Recordó una entrevista que había leído años atrás sobre un hábil y veterano jugador de baloncesto que ponía punto final a una larga carrera deportiva. Aquel hombre hablaba de sus triunfos y sus fracasos con una especie de moderada y equitativa dignidad. Le preguntaban por qué se retiraba, y él hablaba de su familia e hijos, de la necesidad de abandonar un juego de infancia para seguir adelante con la vida. Luego hablaba de sus piernas, no como si fueran parte de su cuerpo, sino viejas y buenas amigas. Admitía que ya no saltaba como antes, que cuando se disponía a elevarse hacia el aro, los músculos que una vez parecían haberlo propulsado con tanta facilidad protestaban a causa de los años y el dolor, e insistían en su retirada. Y añadía que, sin ayuda de sus piernas, no tenía sentido continuar. Después de aquella entrevista había salido a jugar su último partido y había acabado marcando treinta y ocho puntos sin esfuerzo: corriendo, rotando y rebasando el tablero como antes. Era como si su cuerpo hubiera dado a aquel hombre la última oportunidad de imponer en los espectadores un recuerdo imborrable. Cowart había pensado entonces que lo mismo podía aplicarse al periodismo: requería cierta juventud que no conociera el descanso, un empuje que desplazara sueño, hambre y amor; y todo para salir en busca de la noticia. Los mejores periodistas tenían piernas que les llevaban más alto y más lejos, mientras que otros quedaban rezagados descansando.

Sin querer, flexionó los músculos de las piernas.

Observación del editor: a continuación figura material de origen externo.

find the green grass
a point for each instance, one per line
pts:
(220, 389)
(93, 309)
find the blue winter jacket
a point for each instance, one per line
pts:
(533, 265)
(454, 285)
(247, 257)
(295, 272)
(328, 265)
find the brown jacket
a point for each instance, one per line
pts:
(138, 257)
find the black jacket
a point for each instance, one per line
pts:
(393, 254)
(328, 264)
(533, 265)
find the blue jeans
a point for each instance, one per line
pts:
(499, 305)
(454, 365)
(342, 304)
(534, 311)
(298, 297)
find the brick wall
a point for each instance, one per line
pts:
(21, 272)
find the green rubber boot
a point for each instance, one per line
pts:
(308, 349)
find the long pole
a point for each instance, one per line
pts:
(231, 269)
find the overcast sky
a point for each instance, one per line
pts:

«Hubo un tiempo en que yo también las tuve -pensó-. Antes de retirarme a tener pesadillas, llevar traje, actuar con responsabilidad y envejecer con dignidad. Ahora estoy divorciado y mi ex esposa va a robarme lo único que he amado sin reservas; y yo estoy aquí sentado, huyendo de la realidad, opinando sobre sucesos que no afectan a nadie.»

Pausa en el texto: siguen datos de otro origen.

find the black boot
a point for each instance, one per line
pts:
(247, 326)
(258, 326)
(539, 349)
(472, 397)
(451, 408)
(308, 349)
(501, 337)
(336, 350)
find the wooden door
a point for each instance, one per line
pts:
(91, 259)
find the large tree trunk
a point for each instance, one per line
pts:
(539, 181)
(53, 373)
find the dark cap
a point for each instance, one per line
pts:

Sostuvo la carta firmemente en su mano.

«Inocente -pensó-. Ya veremos.»

La hemeroteca del Journal era una extraña mezcla de lo antiguo y lo moderno. Estaba situada a continuación de la redacción, al otro lado de las mesas en que trabajaban los articulistas de noticias blandas. En la parte trasera de la hemeroteca había hileras de grandes archivadores metalizados que contenían recortes que se remontaban a décadas atrás. En el pasado, el periódico había diseccionado cada día por persona, tema, lugar y suceso, y cada recorte había sido adecuadamente archivado. Ahora todo eso se hacía con ordenadores último modelo, potentes terminales con enormes pantallas. Los bibliotecarios se limitaban a repasar cada artículo, marcar las personas y palabras clave, y pasarlos luego a archivos electrónicos. Cowart prefería el viejo método. Le gustaba arreglárselas con un puñado de recortes emborronados, para elegir bien lo que necesitaba. Era como tener un pedazo de historia entre las manos. El de ahora era un método rápido, eficaz e impersonal. Y él nunca perdía la ocasión de fastidiar a los bibliotecarios al respecto cada vez que acudía a la hemeroteca.

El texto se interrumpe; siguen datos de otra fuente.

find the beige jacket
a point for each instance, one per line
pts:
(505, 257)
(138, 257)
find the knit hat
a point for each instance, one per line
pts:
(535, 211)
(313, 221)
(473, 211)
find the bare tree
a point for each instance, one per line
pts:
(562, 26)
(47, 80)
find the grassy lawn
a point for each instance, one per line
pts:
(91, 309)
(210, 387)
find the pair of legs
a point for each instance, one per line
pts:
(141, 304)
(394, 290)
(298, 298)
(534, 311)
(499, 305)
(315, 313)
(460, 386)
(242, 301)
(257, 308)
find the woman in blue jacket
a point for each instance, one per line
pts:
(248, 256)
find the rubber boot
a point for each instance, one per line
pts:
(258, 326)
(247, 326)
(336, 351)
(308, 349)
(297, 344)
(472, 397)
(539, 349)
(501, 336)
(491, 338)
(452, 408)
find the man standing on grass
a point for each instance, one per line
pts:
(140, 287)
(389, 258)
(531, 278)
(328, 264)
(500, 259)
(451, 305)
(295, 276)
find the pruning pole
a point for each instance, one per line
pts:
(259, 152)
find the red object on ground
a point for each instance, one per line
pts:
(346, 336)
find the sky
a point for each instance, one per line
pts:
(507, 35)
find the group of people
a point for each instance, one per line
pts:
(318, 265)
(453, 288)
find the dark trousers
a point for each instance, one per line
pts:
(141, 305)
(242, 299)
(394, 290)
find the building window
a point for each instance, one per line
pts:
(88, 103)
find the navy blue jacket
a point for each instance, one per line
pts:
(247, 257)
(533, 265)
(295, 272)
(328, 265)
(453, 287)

Nada más entrar, una joven se fijó en él. Era rubia, con una llamativa melena, alta y esbelta. Llevaba gafas de montura metálica, y a veces miraba por encima de ellas.

– No lo digas, Matt.

– ¿Que no diga el qué?

– No digas lo de siempre. Que te gustaba más el viejo método.

– No lo diré.

– Bien.

– Pero porque tú me lo has pedido.

– Eso no vale -rió la joven. Se levantó y se acercó hasta el lugar del mostrador donde él esperaba de pie-. ¿En qué puedo ayudarte?